Materials and Methods
Genome sequence and annotations
The names of the 17 eukaryotic species surveyed, and the links we used to retrieve the gene sequences and the relative annotation files, are listed in the (Supplemental Material Table S1 in File S1). We studied ≥2 intron-containing genes, and randomly selected one mRNA isoform for genes with multiple isoforms.

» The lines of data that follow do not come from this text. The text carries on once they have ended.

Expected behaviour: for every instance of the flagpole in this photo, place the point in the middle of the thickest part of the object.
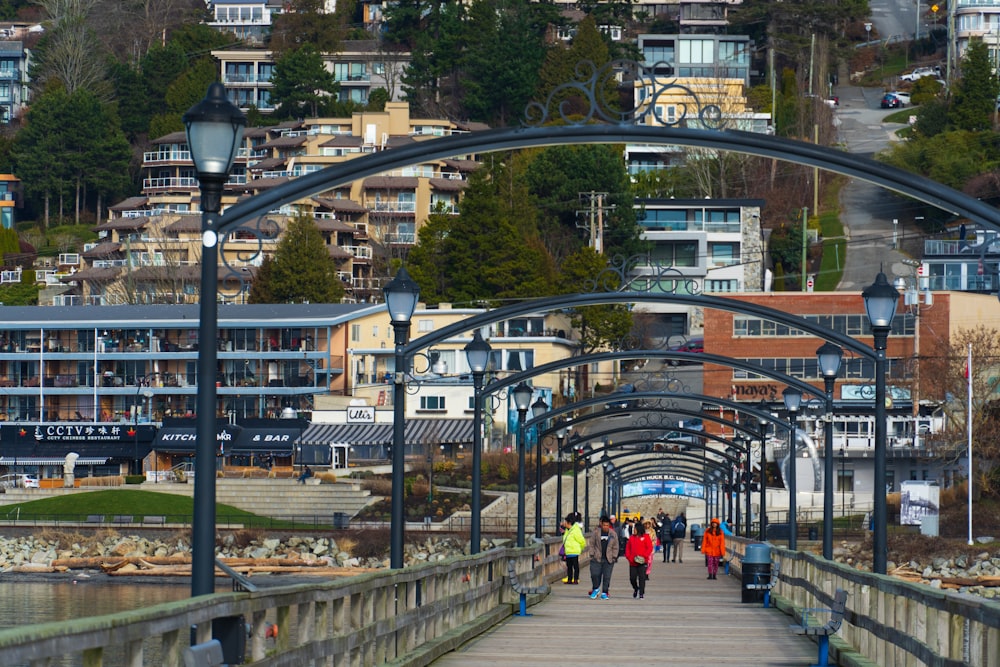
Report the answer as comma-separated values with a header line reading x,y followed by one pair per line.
x,y
968,415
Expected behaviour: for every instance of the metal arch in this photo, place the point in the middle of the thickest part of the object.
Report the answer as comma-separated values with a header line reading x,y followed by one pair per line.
x,y
768,146
733,405
590,437
719,360
563,301
673,410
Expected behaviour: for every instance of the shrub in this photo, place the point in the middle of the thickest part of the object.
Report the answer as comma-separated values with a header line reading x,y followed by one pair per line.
x,y
369,543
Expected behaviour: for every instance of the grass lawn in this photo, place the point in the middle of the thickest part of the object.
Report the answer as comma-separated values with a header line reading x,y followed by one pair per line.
x,y
128,502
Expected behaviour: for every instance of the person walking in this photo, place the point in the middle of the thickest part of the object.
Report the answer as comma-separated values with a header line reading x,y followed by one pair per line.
x,y
639,554
678,529
666,539
573,545
602,547
713,545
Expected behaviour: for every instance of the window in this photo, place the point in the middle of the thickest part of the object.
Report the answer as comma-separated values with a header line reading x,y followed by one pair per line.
x,y
432,403
722,286
724,254
676,253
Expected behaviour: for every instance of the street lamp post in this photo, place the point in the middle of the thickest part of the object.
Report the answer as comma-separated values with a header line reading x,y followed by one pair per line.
x,y
477,353
560,437
522,401
829,356
214,128
401,295
793,398
762,423
843,482
881,299
538,408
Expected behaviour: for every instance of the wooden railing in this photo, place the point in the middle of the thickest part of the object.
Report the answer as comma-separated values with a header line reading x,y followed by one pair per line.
x,y
408,617
889,621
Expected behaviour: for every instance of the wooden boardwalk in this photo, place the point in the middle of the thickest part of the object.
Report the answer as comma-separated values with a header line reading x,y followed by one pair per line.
x,y
684,620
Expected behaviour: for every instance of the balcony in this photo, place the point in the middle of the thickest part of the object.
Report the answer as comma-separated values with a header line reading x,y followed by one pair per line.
x,y
159,157
173,183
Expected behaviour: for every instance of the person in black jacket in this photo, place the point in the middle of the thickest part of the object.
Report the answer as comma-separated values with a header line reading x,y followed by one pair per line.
x,y
666,539
678,529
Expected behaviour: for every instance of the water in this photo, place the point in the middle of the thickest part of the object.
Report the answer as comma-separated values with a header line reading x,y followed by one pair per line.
x,y
24,603
28,602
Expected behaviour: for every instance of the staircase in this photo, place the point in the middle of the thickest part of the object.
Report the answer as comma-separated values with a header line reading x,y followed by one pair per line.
x,y
275,498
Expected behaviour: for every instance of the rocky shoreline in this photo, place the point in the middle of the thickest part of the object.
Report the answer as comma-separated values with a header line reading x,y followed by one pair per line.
x,y
133,555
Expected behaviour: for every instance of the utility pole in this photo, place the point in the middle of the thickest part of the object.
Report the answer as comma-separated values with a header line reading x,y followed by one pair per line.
x,y
595,217
805,243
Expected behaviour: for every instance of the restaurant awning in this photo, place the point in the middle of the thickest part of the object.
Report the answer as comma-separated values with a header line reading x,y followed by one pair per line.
x,y
37,461
418,431
182,439
272,440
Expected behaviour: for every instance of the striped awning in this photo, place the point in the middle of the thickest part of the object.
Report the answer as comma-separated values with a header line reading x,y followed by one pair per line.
x,y
418,431
37,461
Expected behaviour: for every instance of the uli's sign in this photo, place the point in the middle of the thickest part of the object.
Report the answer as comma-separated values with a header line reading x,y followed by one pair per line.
x,y
364,414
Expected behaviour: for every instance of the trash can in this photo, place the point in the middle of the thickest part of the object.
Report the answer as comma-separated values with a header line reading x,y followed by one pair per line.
x,y
756,570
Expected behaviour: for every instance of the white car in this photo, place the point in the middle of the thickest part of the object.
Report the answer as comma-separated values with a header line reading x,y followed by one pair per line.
x,y
920,73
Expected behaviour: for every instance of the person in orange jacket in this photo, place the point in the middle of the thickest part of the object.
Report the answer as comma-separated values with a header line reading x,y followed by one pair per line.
x,y
713,546
639,554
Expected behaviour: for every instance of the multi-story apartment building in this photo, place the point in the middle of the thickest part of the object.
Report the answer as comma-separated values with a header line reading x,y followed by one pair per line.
x,y
699,245
915,410
100,380
966,263
15,60
359,67
150,246
439,404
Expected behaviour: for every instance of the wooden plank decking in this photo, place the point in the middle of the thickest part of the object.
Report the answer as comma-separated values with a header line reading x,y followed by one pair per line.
x,y
685,620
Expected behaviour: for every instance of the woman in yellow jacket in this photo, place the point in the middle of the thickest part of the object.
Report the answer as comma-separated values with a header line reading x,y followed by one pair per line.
x,y
713,546
573,545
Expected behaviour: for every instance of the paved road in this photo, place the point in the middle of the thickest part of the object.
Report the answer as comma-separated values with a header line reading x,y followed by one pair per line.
x,y
684,621
867,210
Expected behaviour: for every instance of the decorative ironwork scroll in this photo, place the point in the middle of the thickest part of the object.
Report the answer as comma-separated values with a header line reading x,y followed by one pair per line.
x,y
234,273
593,97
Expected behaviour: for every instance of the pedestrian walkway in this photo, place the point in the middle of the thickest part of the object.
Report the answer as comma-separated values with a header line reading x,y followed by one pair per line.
x,y
685,620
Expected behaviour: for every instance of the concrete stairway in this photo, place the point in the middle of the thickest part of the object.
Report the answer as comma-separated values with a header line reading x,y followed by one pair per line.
x,y
275,498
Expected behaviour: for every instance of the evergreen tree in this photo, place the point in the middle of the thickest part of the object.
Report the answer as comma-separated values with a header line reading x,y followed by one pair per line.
x,y
302,270
302,84
975,98
501,65
490,252
601,327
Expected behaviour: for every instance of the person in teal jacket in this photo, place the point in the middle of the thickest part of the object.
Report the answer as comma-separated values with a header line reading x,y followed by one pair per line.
x,y
573,545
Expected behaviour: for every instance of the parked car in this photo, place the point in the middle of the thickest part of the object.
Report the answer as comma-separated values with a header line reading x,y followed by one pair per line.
x,y
904,97
920,73
693,344
19,481
890,101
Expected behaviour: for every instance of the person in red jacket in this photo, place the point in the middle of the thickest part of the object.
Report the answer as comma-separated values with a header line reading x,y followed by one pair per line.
x,y
638,553
713,545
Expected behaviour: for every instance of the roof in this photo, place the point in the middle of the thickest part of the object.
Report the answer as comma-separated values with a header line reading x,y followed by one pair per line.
x,y
335,204
130,203
102,249
181,315
417,431
448,184
391,183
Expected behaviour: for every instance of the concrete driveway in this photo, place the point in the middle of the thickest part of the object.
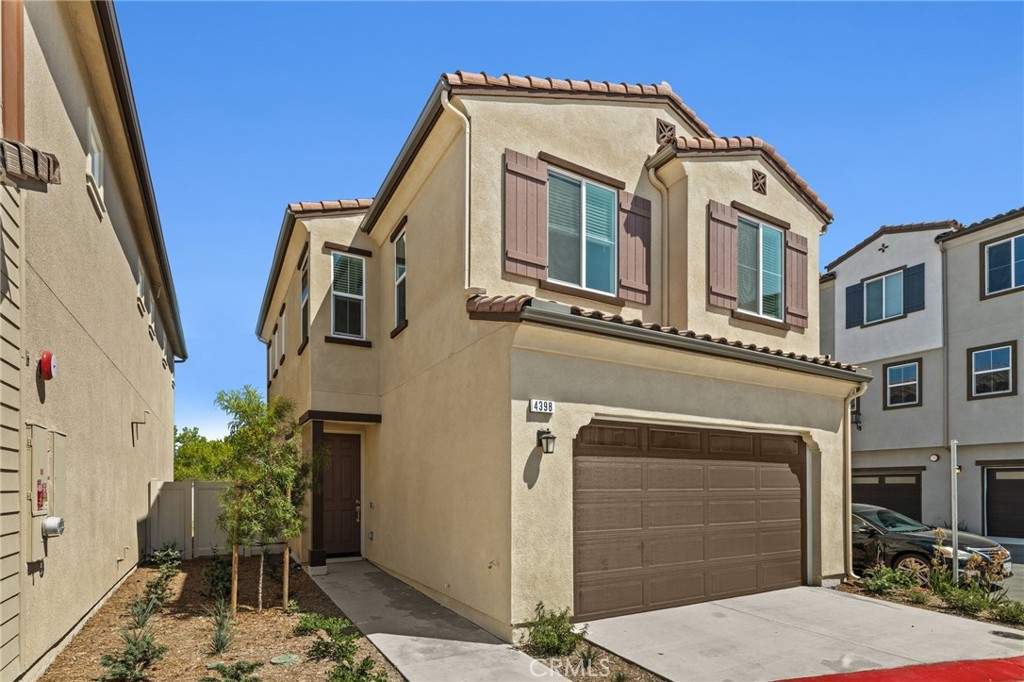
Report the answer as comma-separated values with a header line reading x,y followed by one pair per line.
x,y
799,632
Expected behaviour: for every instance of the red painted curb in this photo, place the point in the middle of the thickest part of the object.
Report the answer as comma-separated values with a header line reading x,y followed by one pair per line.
x,y
990,670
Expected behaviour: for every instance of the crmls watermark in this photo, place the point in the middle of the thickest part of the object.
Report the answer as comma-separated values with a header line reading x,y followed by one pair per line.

DNA strand asymmetry of the AATAAA motif
We employed the DNA strand asymmetry of the polyadenylation AATAAA motif (DSAAATAAA) as a tool to infer transcription-coupled dynamics of cleavage and polyadenylation factors (CPFs). Under Chargaff’s second parity rule, the asymmetry of nucleotides (or short motifs) between complementary strands of DNA should be null (Mitchell and Bridge 2006). Deviations, i.e., positive (negative) DSA scores, are indicative of selection for (or against) the string under study.We computed the DSAAATAAA in introns and exons separately, after removing genes nested or hosting another gene from our data. We trimmed intron and exon sequences to minimize the potential impact of the splicing signals (the 5′ and 3′ splice sites and the polypyrimidine tract) on the DSAAATAAA score. Specifically, we did not consider the 3 nt at the ends of exons, 6 nt at the 5′ end, and 40 nt at the 3′ end of introns. In P. tetraurelia, introns are typically shorter than 40 nt (Aury ), so we decided to trim only 6 nt at the 5′ end, and 6 at the 3′ end.
Splice site score
We calculated the strength of the 5′ and 3′ splice site signals using the MaxEntScan scoring method for human and mouse (Yeo and Burge 2004). The MaxEntScan scoring method, retrained using D. melanogaster splicing signals, was kindly provided by Gene Yeo and Joel McManus (McManus ).
Genes with varying expression levels in D. melanogaster
We studied genes that are highly and weakly expressed in D. melanogaster. Sets were composed of genes with associated expression values that fall in the upper and lower quartile of a distribution of gene expression values generated using ftp://flybase.org/flybase/associated_files/Gelbart.2010.10.13.tar.gz.
Data availability
All data necessary for confirming the conclusions presented in the article are represented fully within the article. All of the scripts are publicly available through GitHub at https://github.com/GildasLepennetier/GildasSources.
Results
Recently, we have used a method based on DSA to detect signatures of selection associated with the conserved AATAAA PAS motif in Drosophila. The constraints that we uncovered served to generate hypotheses regarding why modern eukaryotic genes are shaped the way they are (Lepennetier and Catania 2016). Here, we explore whether the DSA of the AATAAA PAS (or DSAAATAAA) within spliceosomal introns may enhance our understanding of how SFs and CPFs operate and interact during transcription.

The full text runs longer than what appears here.